7. The method of claim 4 where the adaptors connect across a communication medium to a multiplicity of datasets.

8. The method of claim 1 where the datasets originate in one or more of the following: a relational database; a mail server; a connection to a Digital Living Network Alliance (DLNA) media network; a source of live or stored media; an XML file located on a local disc; an XML file located on the internet; a RSS feed; a photo library; a music library; a multiplicity of databases on the internet; the HTML code used to implement websites; a source of metadata from a media analysis system.

9. The method of claim 1 where the resources comprise information relating to friends, friendship groups and social network information.

10. The method of claim 1 where the datasets originate in a source of metadata from a media analysis system and the media analysis system is an Automatic Speech Recognition system.

11. The method of claim 1 where the datasets originate in a source of metadata from a media analysis system and the media analysis system is an Automatic Video Processing system.

12. The method of claim 1 where a digital feature extraction system uses characteristics of the data structure, used to store the metadata in a standard format, to extract features.

13. The method of claim 1 where a display client uses a representation of data items within a virtual three-dimensional space to convey meaning to a human user about the data being browsed and the relationships between said data.

14. The method of claim 13 where the display client stores information about the users' patterns of traversal of the graph.

15. The method of claim 14 where a graph is created from the users' patterns of traversal, that overlays the metadata derived from one or more datasets.

16. The method of claim 15 where, for a given vertex, the graph stores the probability that a given user will take a certain path.

17. The method of claim 16 where the probability information is used to control the information display so as to suggest the most useful paths to a user.
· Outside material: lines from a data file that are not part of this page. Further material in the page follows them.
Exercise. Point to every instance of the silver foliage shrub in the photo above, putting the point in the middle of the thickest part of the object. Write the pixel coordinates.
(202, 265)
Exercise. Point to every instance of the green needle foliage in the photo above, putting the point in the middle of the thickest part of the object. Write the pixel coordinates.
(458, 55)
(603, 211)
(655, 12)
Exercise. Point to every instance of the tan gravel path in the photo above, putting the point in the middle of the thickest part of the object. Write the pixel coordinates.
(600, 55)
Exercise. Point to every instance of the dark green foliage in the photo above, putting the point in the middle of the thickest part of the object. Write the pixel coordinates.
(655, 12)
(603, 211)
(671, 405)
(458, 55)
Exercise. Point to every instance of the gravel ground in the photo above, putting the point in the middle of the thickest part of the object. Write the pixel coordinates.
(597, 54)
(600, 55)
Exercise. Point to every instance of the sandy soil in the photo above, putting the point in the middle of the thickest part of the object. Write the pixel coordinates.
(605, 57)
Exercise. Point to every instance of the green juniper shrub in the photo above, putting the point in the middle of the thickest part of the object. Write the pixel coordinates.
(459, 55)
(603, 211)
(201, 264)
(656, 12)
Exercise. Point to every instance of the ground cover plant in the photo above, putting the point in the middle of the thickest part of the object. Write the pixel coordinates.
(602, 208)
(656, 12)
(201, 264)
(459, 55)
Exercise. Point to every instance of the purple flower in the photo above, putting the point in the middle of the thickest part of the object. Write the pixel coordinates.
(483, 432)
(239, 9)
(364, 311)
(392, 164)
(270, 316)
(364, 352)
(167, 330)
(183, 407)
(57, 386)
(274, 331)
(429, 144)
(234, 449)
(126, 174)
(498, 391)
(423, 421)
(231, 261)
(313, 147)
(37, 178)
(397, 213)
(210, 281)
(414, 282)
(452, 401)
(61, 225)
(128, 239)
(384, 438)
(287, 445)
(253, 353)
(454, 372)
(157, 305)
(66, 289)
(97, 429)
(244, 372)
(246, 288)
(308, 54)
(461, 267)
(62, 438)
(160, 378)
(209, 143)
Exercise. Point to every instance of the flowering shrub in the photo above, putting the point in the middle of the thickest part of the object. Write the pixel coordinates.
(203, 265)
18. The method of claim 13 where the data items that are displayed are projected onto a surface within the virtual three-dimensional space in such a way that patterns in the data are communicated to the user.

19. The method of claim 13 where the data items that are displayed are projected onto zones within the virtual three-dimensional space in such a way that relationships and common properties are communicated to the user.

20. The method of claim 2 and any claim dependent on claim 2 where the numerical and textual values of resources in the RDF data control the positioning of the projection of data items within the virtual three-dimensional space.

21. The method of claim 1 where digital processing of datasets in multiple formats, with multiple schemas into the single format of said metadata, uses ontologies to provide unique names of resources such that that the discovered resources can be described using these unique names in the said single format, even though those resources may be referred to in different ways in the datasets.

22. The method of claim 21 where the said unique names of resource allows straightforward aggregation of data into the said single format.

23. The method of claim 1 wherein the revised map includes both the new metadata resources and links between those new metadata resources.

24. The method of claim 1, when implemented on a computing device that displays the graphical map, including a further step of responding to the querying of the metadata by generating the revised map, and in which that step of responding is performed at the computing device, or on a remote server, or on a combination of the two.

25. A computer-implemented system that enables browsing of metadata derived from one or more datasets, in which the system includes a client device operable to display a graphical map including metadata resources or nodes and links between at least some of those metadata resources or nodes, the client device enabling a user to explore or browse that map by selecting a resource or node to initiate the querying of metadata to generate a revised map, including new metadata resources or nodes and links between those new metadata resources or nodes.

26. The system of claim 1, in which a server receives the query and generates the revised map.